A literature review published in the journal Nutrients in 2022 concluded that supplementation of Vitamin D could play a role in reducing pain associated with fibromyalgia and chronic musculoskeletal pain.
How to Get Adequate Amounts of Vitamin D
Vitamin D is produced naturally in the body when the skin is exposed to ultraviolet rays from sunlight. Using sunscreen blocks the body’s ability to produce vitamin D. People with dark skin synthesize 99% less vitamin D because melanin, the substance responsible for dark skin pigmentation, absorbs the UVB rays. Our bodies also become less able to synthesize vitamin D as we age. People living in the northern United States, where the sun is less direct and winters are longer, are also less likely to synthesize enough of the vitamin.
Many drugs also block the synthesis of vitamin D or reduce absorption, including:
- some antacids
- antirejection drugs
- antiviral drugs
- blood thinners
- cholesterol-lowering medication
Food sources of this critical vitamin include fortified milk, egg yolk, cod liver oil, oysters, fatty fish, fortified soy milk, and fortified cereal. These foods, however, are rarely consumed in sufficient quantities to maintain vitamin D at optimum levels. For instance, to obtain a target dose of 4000 to 8000 IU of vitamin D a day, a person would need to consume ¼ cup of cod-liver oil daily or 18 to 36 capsules. Fortunately, vitamin D is inexpensive and readily available in supplement form. Vitamin D3, the natural form of vitamin D, is absorbed more readily than the synthetic form, vitamin D2., 
An article in the journal Nutrients recommended taking 10,000 IU daily for a month and then 5000 IU daily after that. Another recent review suggested using vitamin D loading doses of 200,000–300,000 IU in 50,000-IU capsules to reduce the risk and severity of COVID-19.
A 2011 editorial in the Scandinavian Journal of Primary Health Care stated that vitamin D supplementation in patients with chronic pain seems reasonable, as the treatment is cheap and relatively safe, and evidence indicates that vitamin D supplementation has overall positive effects on health.

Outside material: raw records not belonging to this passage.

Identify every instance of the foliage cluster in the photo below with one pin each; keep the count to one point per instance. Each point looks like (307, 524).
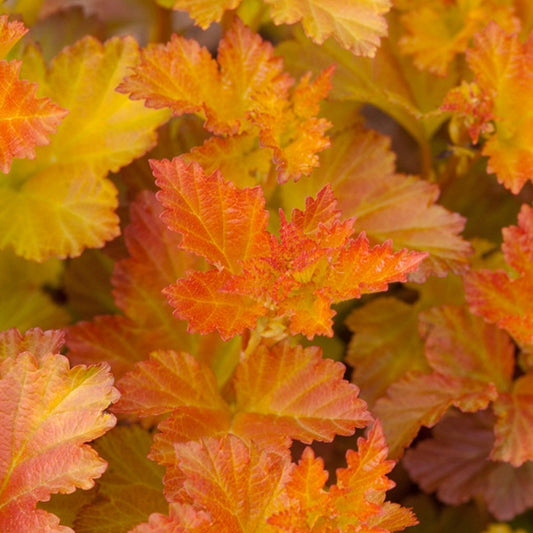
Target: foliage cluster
(202, 206)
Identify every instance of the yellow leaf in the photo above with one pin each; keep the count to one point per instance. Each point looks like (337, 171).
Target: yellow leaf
(61, 202)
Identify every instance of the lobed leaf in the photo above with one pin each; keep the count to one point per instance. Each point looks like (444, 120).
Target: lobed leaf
(500, 298)
(48, 413)
(514, 412)
(357, 26)
(455, 463)
(287, 393)
(360, 168)
(61, 202)
(224, 224)
(494, 104)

The editorial recommended a daily dose of 2000 IU for chronic pain patients.
Others have documented a vitamin D requirement of 4000 to 8000 IU daily, or 35 IU per pound of body weight. A more individualized approach, based on testing of vitamin D levels along with follow-up testing to determine the level of supplementation needed to maintain adequate blood serum levels, would probably yield the most effective results.

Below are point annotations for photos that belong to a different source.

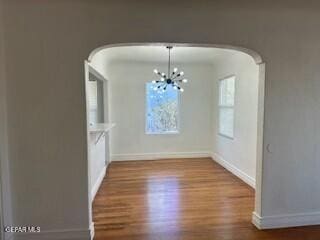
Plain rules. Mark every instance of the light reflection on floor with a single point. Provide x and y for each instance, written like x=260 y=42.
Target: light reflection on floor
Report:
x=163 y=200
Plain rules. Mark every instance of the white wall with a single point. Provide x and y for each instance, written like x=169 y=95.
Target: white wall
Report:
x=238 y=154
x=44 y=60
x=127 y=103
x=98 y=161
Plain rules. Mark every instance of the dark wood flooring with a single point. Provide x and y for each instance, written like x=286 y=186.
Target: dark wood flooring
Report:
x=180 y=199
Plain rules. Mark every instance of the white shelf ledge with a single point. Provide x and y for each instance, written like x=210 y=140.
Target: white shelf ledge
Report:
x=101 y=127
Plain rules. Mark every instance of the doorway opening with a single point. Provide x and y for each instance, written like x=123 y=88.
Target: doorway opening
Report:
x=219 y=115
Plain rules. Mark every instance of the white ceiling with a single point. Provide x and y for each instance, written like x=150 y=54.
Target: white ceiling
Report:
x=160 y=54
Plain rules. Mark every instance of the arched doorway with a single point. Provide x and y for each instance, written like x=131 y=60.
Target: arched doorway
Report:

Dr. Joseph Mercola, a well-known holistic physician, recommends also supplementing with vitamin K2 if you are taking vitamin D supplements. Vitamin K2 helps keep calcium where it belongs in the body. The only known toxicity from excessive vitamin D intake is related to excessive calcium in the bloodstream.
The Life Extension Company makes high quality products and is always in the forefront of utilizing scientific research to improve their products.
Vitamin D deficiency is extremely common and increases the risk of widespread pain and multiple other serious health conditions as well as mortality from all causes. It is easily treatable with increased sun exposure and/or supplementation.